The correct oil formulation for the application
In the past, motorists may have been told diesel oils were tougher than passenger car oils for a number of reasons, including higher viscosity, improved corrosion protection, higher Total Base Number and more. Diesel oils are often thought to be formulated with special components not available in gasoline motor oils, such as more robust detergency additives to handle the soot inherent to diesel engines. In some motorists’ minds, diesel oils are still analogous to better protection.
While that may have been true in the past, modern oils are formulated for their intended applications. While both diesel and gasoline oils contain many of the same additives to guard against wear, corrosion, foaming and more, they also contain additives designed to manage the byproducts of combustion. Some of those byproducts change, depending on whether the engine runs on gasoline or diesel fuel. If your vehicle uses a gasoline engine, it’s best to use an oil that contains the correct additives to handle the byproducts of gasoline combustion. The same holds if you’re operating a diesel engine.

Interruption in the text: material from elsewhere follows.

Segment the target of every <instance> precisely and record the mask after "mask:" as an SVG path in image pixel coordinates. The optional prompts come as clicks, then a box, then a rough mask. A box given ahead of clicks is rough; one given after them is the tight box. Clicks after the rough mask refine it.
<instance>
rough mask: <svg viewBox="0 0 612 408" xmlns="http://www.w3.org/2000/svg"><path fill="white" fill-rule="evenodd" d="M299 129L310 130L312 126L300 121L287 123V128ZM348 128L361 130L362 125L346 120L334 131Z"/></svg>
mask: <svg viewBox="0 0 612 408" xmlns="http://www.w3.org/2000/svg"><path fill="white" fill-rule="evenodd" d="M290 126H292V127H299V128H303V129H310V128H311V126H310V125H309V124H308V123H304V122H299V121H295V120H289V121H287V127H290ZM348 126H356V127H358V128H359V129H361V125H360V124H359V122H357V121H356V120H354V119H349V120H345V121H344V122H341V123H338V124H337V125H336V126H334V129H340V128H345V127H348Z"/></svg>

When to favor diesel oil over gasoline motor oil
If your gasoline engine is heavily modified to put out more horsepower, using a diesel oil can be beneficial. It’s likely modified engines will need a higher viscosity to withstand the increased stress. You can turn to diesel engine oils for those needs or you might want to consider a racing oil, depending on your engine modifications and lubrication requirements.
Many times the engine builder will help provide insight as to what success they have found. Outside of that, if you have a bone-stock gasoline-powered application it’s best to stick with a gasoline motor oil. They are designed for that type of application and have the components required to manage that engine.